Auch die Kooperation mit einer Stadt sei von großer Bedeutung: „Wir merken, dass dort, wo wir in engem Austausch mit der Stadt und den Behörden sind, eine bessere Umsetzung hinbekommen, die die lokalen Bedürfnisse am besten ergänzt. Da kann man auch gemeinsam die Kommunikation besser abstimmen.“ Für Voi lohne sich der Dialog, auch wenn man an der einen oder anderen Stelle zusätzliche Auflagen in Kauf nehmen müsse.

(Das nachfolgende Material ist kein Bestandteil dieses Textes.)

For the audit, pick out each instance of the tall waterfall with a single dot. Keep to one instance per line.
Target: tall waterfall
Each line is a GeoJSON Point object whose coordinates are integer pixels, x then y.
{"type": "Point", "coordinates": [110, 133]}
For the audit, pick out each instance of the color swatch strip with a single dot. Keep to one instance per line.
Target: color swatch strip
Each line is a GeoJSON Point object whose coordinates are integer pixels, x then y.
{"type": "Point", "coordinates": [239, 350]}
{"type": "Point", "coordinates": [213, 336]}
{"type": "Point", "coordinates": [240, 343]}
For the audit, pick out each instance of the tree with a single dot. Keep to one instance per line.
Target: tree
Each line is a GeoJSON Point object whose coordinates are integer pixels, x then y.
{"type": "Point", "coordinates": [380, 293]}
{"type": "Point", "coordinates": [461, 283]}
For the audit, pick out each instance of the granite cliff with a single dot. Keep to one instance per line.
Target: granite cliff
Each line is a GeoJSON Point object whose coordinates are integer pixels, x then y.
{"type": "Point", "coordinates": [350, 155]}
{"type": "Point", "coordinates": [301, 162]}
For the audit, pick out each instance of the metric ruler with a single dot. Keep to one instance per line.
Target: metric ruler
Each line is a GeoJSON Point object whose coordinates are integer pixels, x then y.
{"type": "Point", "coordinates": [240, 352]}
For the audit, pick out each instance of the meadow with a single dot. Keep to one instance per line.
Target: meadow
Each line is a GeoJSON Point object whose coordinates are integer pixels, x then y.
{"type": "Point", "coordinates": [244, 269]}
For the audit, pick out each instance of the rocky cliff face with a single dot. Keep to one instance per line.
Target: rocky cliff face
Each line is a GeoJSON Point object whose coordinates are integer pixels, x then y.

Ebenso steht das Berliner Start-up Tier nach eigenen Angaben im Dialog mit der Stadt, wie Sprecher Florian Anders sagt: „In Bremen sind wir mit verschiedenen Vertretern der Stadt nahezu in wöchentlichem Austausch, um unseren Service ständig zu verbessern.“ Dazu gibt es vor Ort ein Team, das als Ansprechpartner für die Stadt dient. Die Stadt Bremen bezeichnet sowohl bei Tier als auch bei Voi die Zusammenarbeit mit den Ansprechpartnern als sehr kooperativ. Der Sprecher des Bremer Verkehrsressorts, Jens Tittmann, stellt fest: "Sie bringen auch selbst Ideen zur Verbesserung der Situation ein." Dem Unternehmen sei von Anfang an klar gewesen, dass dieser Austausch mit allen Städten höchste Priorität habe. Es brauche dabei auch den Austausch mit Nutzern, Anwohnern und verschiedenen Interessengemeinschaften. Bundesweit arbeiten für Tier inzwischen mehr als 900 Menschen.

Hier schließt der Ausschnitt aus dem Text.